Inches to Angle Calculator

Calculator

Conversion method

Inch value

Use arc length, chord length, rise, or pitch value.

Radius in inches

Required for arc and chord methods.

Run in inches

Required for rise and run slope.

Decimal precision

Formula Used

Arc length method: θ = s / r. Here, s is arc length in inches, and r is radius in inches.

Chord method: θ = 2 × asin(c / 2r). Here, c is chord length in inches.

Slope method: θ = atan(rise / run). Rise and run must use matching inch units.

Pitch method: θ = atan(pitch / 12). Pitch means inches of rise per one foot of run.

Radians are converted into degrees with this formula: degrees = radians × 180 / π.

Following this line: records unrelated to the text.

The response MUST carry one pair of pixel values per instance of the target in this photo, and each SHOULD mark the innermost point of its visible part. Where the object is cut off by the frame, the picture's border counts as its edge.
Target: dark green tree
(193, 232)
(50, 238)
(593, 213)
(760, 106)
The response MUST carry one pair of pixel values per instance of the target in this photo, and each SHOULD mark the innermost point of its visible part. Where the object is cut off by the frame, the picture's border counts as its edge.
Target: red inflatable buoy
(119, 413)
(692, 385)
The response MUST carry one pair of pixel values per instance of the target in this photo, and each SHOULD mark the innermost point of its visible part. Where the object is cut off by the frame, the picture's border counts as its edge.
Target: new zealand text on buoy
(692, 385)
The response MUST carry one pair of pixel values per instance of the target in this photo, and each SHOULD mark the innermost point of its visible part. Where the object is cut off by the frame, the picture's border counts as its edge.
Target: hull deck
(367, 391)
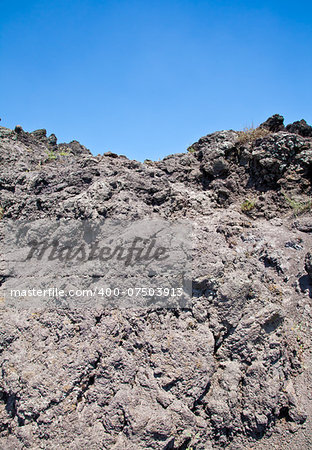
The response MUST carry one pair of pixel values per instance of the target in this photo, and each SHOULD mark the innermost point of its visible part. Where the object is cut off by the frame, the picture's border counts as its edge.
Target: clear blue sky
(148, 78)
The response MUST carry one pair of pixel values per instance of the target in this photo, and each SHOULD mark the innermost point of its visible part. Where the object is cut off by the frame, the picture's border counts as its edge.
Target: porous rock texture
(233, 370)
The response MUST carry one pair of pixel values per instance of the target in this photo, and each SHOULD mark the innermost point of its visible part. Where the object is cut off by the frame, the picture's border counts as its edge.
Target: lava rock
(274, 123)
(300, 127)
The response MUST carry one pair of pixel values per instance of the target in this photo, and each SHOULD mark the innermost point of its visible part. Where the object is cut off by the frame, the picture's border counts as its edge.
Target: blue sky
(148, 78)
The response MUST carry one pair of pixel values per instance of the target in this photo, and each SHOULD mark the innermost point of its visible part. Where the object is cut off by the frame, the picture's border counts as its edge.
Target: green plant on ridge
(248, 205)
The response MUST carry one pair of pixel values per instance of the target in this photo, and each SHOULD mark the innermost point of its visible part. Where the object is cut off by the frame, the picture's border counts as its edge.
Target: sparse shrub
(248, 205)
(299, 207)
(249, 135)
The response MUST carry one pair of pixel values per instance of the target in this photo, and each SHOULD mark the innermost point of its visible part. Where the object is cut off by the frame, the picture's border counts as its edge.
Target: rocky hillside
(233, 370)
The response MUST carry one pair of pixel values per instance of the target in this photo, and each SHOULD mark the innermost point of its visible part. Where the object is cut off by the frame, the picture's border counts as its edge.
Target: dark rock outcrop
(274, 123)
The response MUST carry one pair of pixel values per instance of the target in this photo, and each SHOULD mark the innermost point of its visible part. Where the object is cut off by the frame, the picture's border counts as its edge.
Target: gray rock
(274, 123)
(233, 369)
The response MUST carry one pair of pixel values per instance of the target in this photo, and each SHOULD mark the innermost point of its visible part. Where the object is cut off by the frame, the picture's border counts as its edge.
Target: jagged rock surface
(234, 370)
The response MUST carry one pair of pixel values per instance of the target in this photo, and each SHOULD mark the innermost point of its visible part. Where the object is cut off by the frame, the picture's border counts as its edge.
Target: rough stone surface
(274, 123)
(300, 127)
(233, 370)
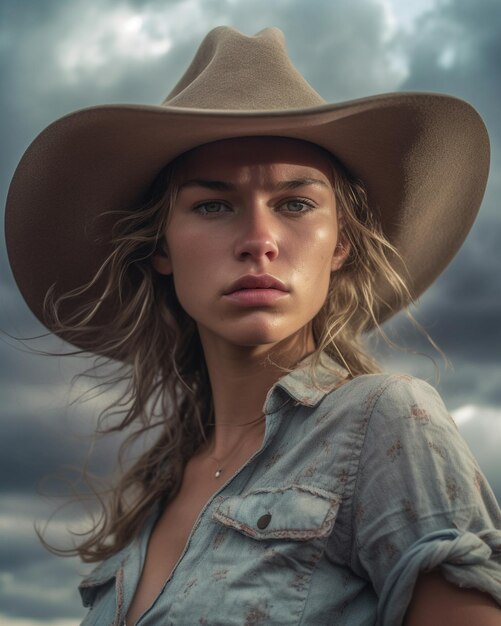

How to Use This Calculator

Select the method that matches your measurement problem.
Enter the inch value for arc, chord, rise, or pitch.
Enter radius when using arc or chord mode.
Enter run when using rise and run slope mode.
Choose the decimal precision for your answer.
Press the calculate button to view the result above the form.
Use CSV or PDF download buttons to save the result.

Example Data Table

Method	Inch value	Reference value	Formula	Angle
Arc length	2.5 in	Radius 10 in	2.5 / 10	14.323945°
Chord length	6 in	Radius 20 in	2 × asin(6 / 40)	17.253853°
Rise and run	4 in rise	48 in run	atan(4 / 48)	4.763642°
Pitch	6 in per foot	12 in run	atan(6 / 12)	26.565051°

About the Inches to Angle Calculator

An inch value can describe many angle problems. It may be an arc length around a circle. It may be a chord across a wheel. It may also be a rise over a horizontal run. This calculator keeps these cases separate. That makes the answer clearer and safer.

Where It Helps

Builders use angle values for ramps, roof pitch, and layout work. Machinists use them for rotary tables and curved parts. Designers use them when a small inch change must become a clean angular setting. Students use the same ideas when learning radians, degrees, and circular motion. The tool supports each group with one simple form.

Why Radius Matters

For arc and chord methods, radius is the key value. A one inch arc on a small radius creates a large angle. The same inch value on a large radius creates a small angle. This is why the calculator asks for radius before it returns central angle. It also shows the inch length for one degree at that radius.

Using Slope And Pitch

Not every inch measurement belongs to a circle. A vertical rise can form an angle when compared with run. A pitch value works in a similar way. For example, six inches per foot means six inches rise for twelve inches run. The calculator converts that ratio into an angle with tangent rules.

Reading The Results

The main result is shown in degrees. Radians are also shown because many formulas use them. Arcminutes and arcseconds help with fine settings. Revolutions help when the angle describes wheel rotation. Grade percent helps when the input is a slope or pitch case.

Good Input Habits

Use matching inch units for radius, chord, arc, rise, and run. Do not mix feet with inches unless the field asks for pitch per foot. Check that a chord is not longer than the circle diameter. Use more decimals when the setup is very small. Export the result when you need a record. The CSV file works well for sheets. The PDF file works well for reports. These records also help teams repeat settings, compare trials, and reduce mistakes during measuring, cutting, checking, or teaching work when daily accuracy matters most.

FAQs

What does inches to angle mean?

It means converting a linear inch measurement into an angular value. The inch value may be an arc, chord, rise, or pitch. The correct formula depends on the selected method.

Which method should I choose?

Choose arc length for distance around a circle. Choose chord length for a straight line across a circle. Choose slope for rise over run. Choose pitch for inches of rise per foot.

Why does the calculator need radius?

Radius is required for circular conversions. The same inch length creates different angles on different radii. A larger radius creates a smaller angle for the same arc length.

Can I convert pitch inches to degrees?

Yes. Select the pitch method. Enter inches of rise per one foot of run. The calculator divides that value by 12, then applies the arctangent formula.

What is the chord length limit?

A chord cannot be longer than the diameter of the circle. If radius is 10 inches, the maximum chord length is 20 inches.

Are radians included?

Yes. The calculator shows radians, degrees, arcminutes, arcseconds, and revolutions. These outputs help with engineering, geometry, layout, and study tasks.

Can I download the result?

Yes. After calculation, download buttons appear above the form. You can save the result as a CSV file or a PDF report.

Can negative rise be used?

Yes, negative rise can show a downward slope. The resulting angle will be negative. Run must still be greater than zero.